Mientras almuerzo a la hora del desayuno, los títulos del noticiero de la tele me informan de que liberaron a C*rsi. La imagen lo muestra saliendo en auto de la dependencia policial, y la exclamación surge espontánea cuando veo quién está a su izquierda: “¡Esa es Silvia!”. Sigo el zapping, sin reponerme de la sorpresa, y en otro canal muestran sus imágenes del momento; y en otro, otras, tomadas más de cerca. Y sí, es Silvia. Vuelvo a verla. Escribo otra vez su nombre.
El tipo sonríe, saluda con la mano derecha (?) y su mano izquierda de (acusado de) corruptor de menores se apoya sobre el hombro izquierdo de ella, que mira hacia abajo, algo parecido a unas tarjetas que sostiene entre sus manos. El mismo peinado, el mismo tipo de camisola del mismo color, los mismos antebrazos regordetes y blancos, las mismas manos que buscaba para vivificarme con su energía.
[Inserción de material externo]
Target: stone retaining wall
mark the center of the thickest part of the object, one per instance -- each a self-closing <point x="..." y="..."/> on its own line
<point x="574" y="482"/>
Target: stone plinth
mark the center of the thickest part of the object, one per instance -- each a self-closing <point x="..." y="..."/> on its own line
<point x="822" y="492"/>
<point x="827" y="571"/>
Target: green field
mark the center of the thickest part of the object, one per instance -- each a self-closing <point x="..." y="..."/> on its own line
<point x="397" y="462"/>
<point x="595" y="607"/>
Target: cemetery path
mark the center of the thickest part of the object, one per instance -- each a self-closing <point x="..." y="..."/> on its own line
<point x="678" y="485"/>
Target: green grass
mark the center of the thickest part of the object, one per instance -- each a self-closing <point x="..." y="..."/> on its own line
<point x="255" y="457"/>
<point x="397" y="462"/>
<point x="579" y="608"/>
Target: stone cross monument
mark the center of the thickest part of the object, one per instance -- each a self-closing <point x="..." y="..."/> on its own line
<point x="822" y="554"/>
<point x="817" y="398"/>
Habida cuenta de cómo me echó de su vida, sin una palabra, sin una explicación, de un modo humillante y perverso, me pregunto si soy peor que un (acusado de) corruptor de menores. Si para ella soy peor que un (acusado de) corruptor de menores. Pero es una pregunta retórica: la respuesta está en su patología mental, es su enfermedad.
La pregunta siguiente, en cambio, no es retórica: ¿esa enfermedad será consecuencia de los avatares de su vida –narrados siempre de modo impreciso y fragmentado– o tendrá que ver con alguna clase de abuso que pudo haber sufrido?
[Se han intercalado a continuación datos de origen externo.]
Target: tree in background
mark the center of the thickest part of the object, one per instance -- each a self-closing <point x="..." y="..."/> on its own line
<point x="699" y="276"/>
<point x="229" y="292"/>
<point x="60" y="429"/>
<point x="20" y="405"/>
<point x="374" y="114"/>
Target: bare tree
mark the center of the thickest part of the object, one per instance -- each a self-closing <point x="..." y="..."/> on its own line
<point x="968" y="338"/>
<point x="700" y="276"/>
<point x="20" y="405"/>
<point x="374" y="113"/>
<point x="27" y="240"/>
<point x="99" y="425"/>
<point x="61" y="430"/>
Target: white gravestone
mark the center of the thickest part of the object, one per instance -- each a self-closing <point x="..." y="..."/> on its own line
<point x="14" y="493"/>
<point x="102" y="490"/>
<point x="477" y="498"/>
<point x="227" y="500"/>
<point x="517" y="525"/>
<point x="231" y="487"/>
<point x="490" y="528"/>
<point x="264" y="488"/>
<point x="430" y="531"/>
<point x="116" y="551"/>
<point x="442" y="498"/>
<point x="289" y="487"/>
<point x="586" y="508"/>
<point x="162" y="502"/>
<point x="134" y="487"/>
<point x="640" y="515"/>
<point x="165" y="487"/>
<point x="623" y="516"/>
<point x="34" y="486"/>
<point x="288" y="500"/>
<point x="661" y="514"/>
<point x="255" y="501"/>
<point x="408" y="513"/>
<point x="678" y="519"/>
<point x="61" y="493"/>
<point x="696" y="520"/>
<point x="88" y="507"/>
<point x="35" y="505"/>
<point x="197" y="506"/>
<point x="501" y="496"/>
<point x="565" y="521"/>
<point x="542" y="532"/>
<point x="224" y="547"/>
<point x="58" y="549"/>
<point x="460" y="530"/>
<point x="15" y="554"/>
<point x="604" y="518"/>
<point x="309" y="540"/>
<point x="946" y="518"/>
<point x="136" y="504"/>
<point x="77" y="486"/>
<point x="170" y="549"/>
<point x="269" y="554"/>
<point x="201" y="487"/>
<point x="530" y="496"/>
Y hay otra más, que también es imposible de responder y que entreabre la puerta a lo siniestro. Es la que surge de hilvanar ahora, a la luz de estos hechos, dos recuerdos: el de la vez que, hablando de su primo, si es que en verdad es su primo, me dijo que ella era su ama de llaves, con lo cual obviamente sabía que el chabón era puto (no sé si sabía que le gustaban los adolescentes, si le gustaban en esa época, si le gustan, si la acusación podrá comprobarse… Igual, ya no era adolescente cuando fui al departamento de la calle Beruti, no según el documento al menos), y el de la noche en que, poco antes de sugerirme que lo visitara, me preguntó explícitamente por mi orientación sexual.
Así, lo que hasta hace unos meses yo contaba como una anécdota más (porque esa vez me preguntó si me gustaban los tipos, pero otra noche hablamos de que se decía que ella era torta), ahora puede interpretarse de otro modo. La verdad es que no creo. Pero que exista la posibilidad de otra interpretación, como existe, no deja de pasmarme.
Después encuentro la foto de los dos en la página de policiales del diario. Y casi todo el resto del día me queda lo que suele llamarse un mal sabor de boca, que no es sino una combinación de neurotransmisores que provoca dolor, pesar, aturdimiento y una sensación de descolocación.